Silly me!  That was at the start of the hardest year of my life to date.

Why on earth would anyone pray that silly prayer?  “Don’t lift me above the storm God, I want to experience it, I want to be bumped and bruised and broken and tossed about.”  Sounds painful.  It IS painful.

But by that point in my life I knew enough to know that God often does His best work in the smack middle of our pain.  And I desired God to do His best work in me.

I also knew that I wanted to experience life  – all of it.  Including the pain of the storms the song was talking about.  I didn’t want to just glide above them, I wanted to be down in them, feeling the roller coaster waves beneath my feet.  Thrilling in the ride and risks and healing that would be taking place.  I didn’t want God to protect me from this life.  I wanted to KNOW all of it, that I might know Him better, that I might share Him better with others.

But, you know what?  I don’t think I needed to pray that prayer.  I mean, yes, I did.  My heart needed to tell God where I was with Him; that I trusted Him to take care of me no matter what.
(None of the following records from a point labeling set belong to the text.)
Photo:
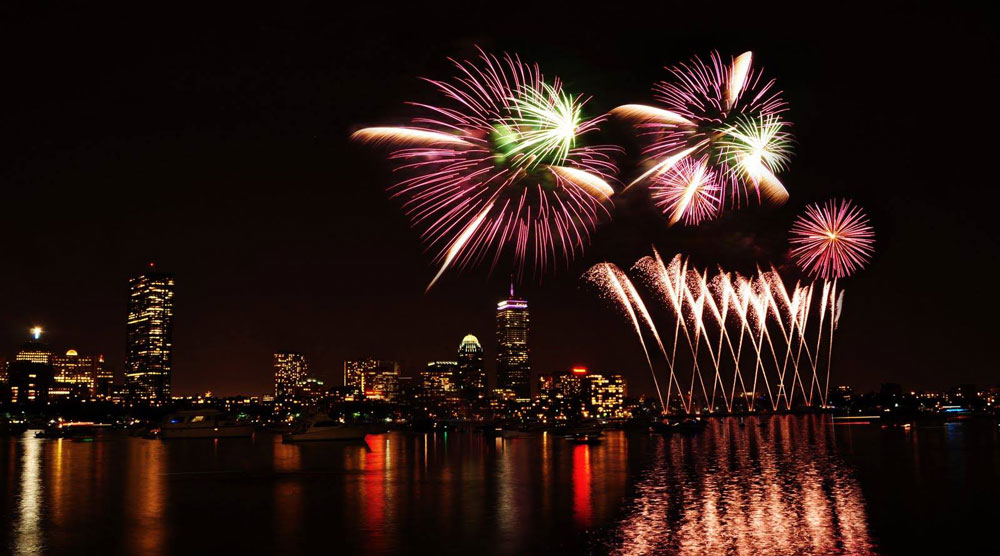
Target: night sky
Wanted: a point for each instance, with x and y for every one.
(215, 143)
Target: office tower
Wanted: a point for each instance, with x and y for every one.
(78, 373)
(438, 381)
(311, 390)
(605, 396)
(375, 379)
(149, 353)
(471, 377)
(290, 372)
(513, 370)
(30, 375)
(34, 350)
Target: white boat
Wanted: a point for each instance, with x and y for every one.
(205, 423)
(324, 428)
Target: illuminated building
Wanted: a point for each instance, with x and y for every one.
(34, 350)
(513, 369)
(580, 393)
(78, 373)
(605, 396)
(290, 371)
(471, 376)
(30, 374)
(149, 353)
(311, 390)
(375, 379)
(438, 381)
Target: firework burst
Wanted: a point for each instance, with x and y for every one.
(498, 168)
(725, 114)
(688, 192)
(832, 240)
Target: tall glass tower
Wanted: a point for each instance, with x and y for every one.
(471, 375)
(149, 353)
(513, 370)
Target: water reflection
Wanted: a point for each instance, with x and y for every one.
(145, 498)
(28, 537)
(781, 488)
(774, 487)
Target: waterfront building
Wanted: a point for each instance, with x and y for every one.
(513, 368)
(150, 325)
(438, 381)
(471, 375)
(605, 396)
(78, 374)
(376, 379)
(290, 371)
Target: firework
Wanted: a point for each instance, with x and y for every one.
(498, 168)
(726, 115)
(832, 240)
(688, 192)
(747, 338)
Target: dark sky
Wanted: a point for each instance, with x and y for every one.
(215, 143)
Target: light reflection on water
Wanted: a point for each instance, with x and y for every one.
(784, 488)
(777, 488)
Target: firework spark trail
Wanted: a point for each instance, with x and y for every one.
(791, 310)
(834, 317)
(761, 310)
(605, 276)
(720, 112)
(658, 274)
(497, 168)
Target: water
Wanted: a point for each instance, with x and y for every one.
(796, 485)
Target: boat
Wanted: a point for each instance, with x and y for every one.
(321, 427)
(574, 429)
(10, 427)
(203, 423)
(81, 431)
(587, 438)
(691, 425)
(688, 425)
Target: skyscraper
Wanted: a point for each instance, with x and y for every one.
(375, 379)
(149, 353)
(513, 370)
(471, 375)
(290, 372)
(79, 373)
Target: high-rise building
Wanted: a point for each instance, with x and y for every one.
(438, 381)
(34, 350)
(149, 353)
(513, 369)
(30, 374)
(471, 377)
(605, 396)
(375, 379)
(78, 373)
(290, 372)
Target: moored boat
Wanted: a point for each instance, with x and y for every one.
(204, 423)
(322, 427)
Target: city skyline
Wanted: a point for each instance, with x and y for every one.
(186, 168)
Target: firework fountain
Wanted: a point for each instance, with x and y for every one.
(731, 342)
(498, 167)
(719, 134)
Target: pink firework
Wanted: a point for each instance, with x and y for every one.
(724, 113)
(832, 240)
(688, 192)
(497, 168)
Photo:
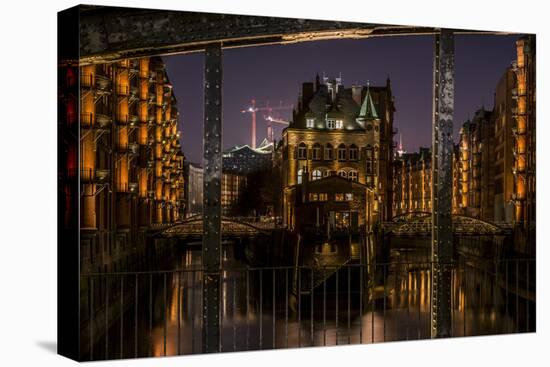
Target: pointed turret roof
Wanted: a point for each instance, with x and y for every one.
(368, 111)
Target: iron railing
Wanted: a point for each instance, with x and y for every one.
(159, 313)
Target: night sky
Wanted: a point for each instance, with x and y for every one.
(275, 73)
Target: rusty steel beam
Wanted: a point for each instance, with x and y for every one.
(110, 33)
(212, 163)
(442, 148)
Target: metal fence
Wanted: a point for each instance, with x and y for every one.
(158, 313)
But I didn’t need to pray that prayer because God doesn’t do that – lift us up above a storm.  I was right – God walks with us, side-by-side through the storm.  Sometimes He stops us and surrounds us with His body, protecting us from some airborne shrapnel, but for the most part, we get to feel everything.  That’s kinda part of the point of this life – to experience it.  Somewhere along the line of growing up in a very Christian environment, I picked up the idea that God’s protection means that He’ll keep you from feeling too much pain.  That you’ll never get depressed because of Him.  Yeah, that’s not how God works.  Him walking beside you does NOT mean He keeps those emotions away.  Him walking beside you means He’ll help you manage those emotions, that you don’t have to be overcome or ruled by them. But He still wants you to feel the emotions He placed inside us, that respond to the situations we are in, that we might get to know Him better.

The more you live life with someone, the better you get to know them.  So, live life with God.  Get to know Him.   Don’t be afraid of the storms that come, He’s with you.  Don’t get bored during the gentle, quiet times of calm, He’s still with you.